Jacques Schlanger est actuellement professeur émérite de philosophie à l'université hébraïque de Jérusalem. Dans son ouvrage De l'usage de soi, il propose au lecteur une pérégrination autour du « je » en sept intervalles. Le chiffre sept n'est pas sans évoquer la menorah, chandelier à sept branches de la tradition juive dont l'étymologie désigne la racine de la lumière. Le « je » se donne parfois à voir ou reste caché, toujours est-il qu'il demeure à l'origine de toute pensée, de toute action, de toute communication. Aussi, nos sentiments, nos idées, nos savoirs, nos croyances ne font pas exception en la matière. Ce livre propose une mise en abîme des diverses modalités de l'usage de soi en philosophie.

 

I User de soi.

Derrière toute manifestation humaine de réflexion ou d'action, derrière toute intention se donne à voir et se cache derrière un « nous », un « on », un « je ». Jacques Schlanger s'il n'occulte pas l'usage de soi que font la psychologie, la sociologie, la psychanalyse, cherche à cerner l'usage philosophique du déictique « je ». Le sage antique, ou le penseur du Moyen-Âge, n'a que peu recours au « je » pourtant il s'exprime à partir de lui-même, même lorsqu'il pense que ce qu'il nous dit vient d'ailleurs. « De ce point de vue, on peut voir dans toute oeuvre philosophique originale une confession, en prenant le terme confession au sens large d'un exposé de croyances et d'opinions, au sens d'un credo philosophique » selon Schlanger. 

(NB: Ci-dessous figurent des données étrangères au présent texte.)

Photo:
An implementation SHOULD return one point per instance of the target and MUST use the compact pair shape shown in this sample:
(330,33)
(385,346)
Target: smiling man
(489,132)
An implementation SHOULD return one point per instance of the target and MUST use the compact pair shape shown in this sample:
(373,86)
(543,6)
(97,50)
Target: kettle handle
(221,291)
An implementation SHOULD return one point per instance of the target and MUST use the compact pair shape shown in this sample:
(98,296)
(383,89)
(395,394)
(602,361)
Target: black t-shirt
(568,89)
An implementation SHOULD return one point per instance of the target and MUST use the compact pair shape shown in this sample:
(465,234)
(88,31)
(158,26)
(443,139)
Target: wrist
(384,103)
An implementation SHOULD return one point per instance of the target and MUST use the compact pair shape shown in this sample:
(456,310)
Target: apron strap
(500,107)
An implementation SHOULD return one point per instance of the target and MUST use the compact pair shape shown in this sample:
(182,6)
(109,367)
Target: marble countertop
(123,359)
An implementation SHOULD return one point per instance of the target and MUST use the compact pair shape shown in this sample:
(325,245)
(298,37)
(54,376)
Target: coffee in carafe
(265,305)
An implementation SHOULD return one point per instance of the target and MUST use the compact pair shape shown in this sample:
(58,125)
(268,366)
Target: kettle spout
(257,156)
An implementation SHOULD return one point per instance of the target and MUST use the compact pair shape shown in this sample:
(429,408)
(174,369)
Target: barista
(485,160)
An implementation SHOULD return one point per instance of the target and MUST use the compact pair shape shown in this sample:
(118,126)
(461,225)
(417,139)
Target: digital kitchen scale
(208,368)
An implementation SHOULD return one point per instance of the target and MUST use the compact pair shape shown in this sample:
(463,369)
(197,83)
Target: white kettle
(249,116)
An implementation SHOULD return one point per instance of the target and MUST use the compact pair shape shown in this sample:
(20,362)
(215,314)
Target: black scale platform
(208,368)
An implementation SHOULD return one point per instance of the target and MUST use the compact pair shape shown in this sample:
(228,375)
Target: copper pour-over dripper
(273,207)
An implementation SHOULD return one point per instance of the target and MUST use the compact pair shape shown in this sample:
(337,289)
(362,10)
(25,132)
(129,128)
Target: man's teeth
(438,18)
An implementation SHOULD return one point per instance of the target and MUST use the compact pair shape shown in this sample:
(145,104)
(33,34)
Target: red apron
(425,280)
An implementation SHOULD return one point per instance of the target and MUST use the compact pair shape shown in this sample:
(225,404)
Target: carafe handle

L'usage moderne du « je » apparaît avec la modernité chez Montaigne puis Descartes. On peut en distinguer trois modes principaux : un mode privé particulier, un mode pédagogique paradigmatique, un mode général transcendantal. Chez Montaigne, le premier mode est l'expression de l'unique, de la singularité ; le second mode relève d'une intention de se dire pour créer un modèle de pensée. Chez Descartes, plus particulièrement dans le Discours de la méthode, on note un usage de soi comme passage de la persona privée à la persona publique, compris au sens étymologique de masque, de ce qui se dit indirectement. Aussi, le « je » privé autobiographique n'a d'autre visée que de nous conduire au « je » public de l'injonction et de la réussite cognitives. De plus, en affirmant que « Le bon sens est la chose du monde la mieux partagée », Descartes montre que son esprit ne diffère pas de celui du commun. L'introduction d'un « je » métaphysique implique en plus des deux premiers usages – privé et pédagogique – un usage transcendantal général, à savoir un « je » qui nous situe autrement dans le monde. Tous ces usages visent à fonder l'authenticité du « je » sans cesse remise en question. En livrant l'intime de sa pensée, Descartes aboutit à l'énonciation du Cogito, un « je » pour nous tous.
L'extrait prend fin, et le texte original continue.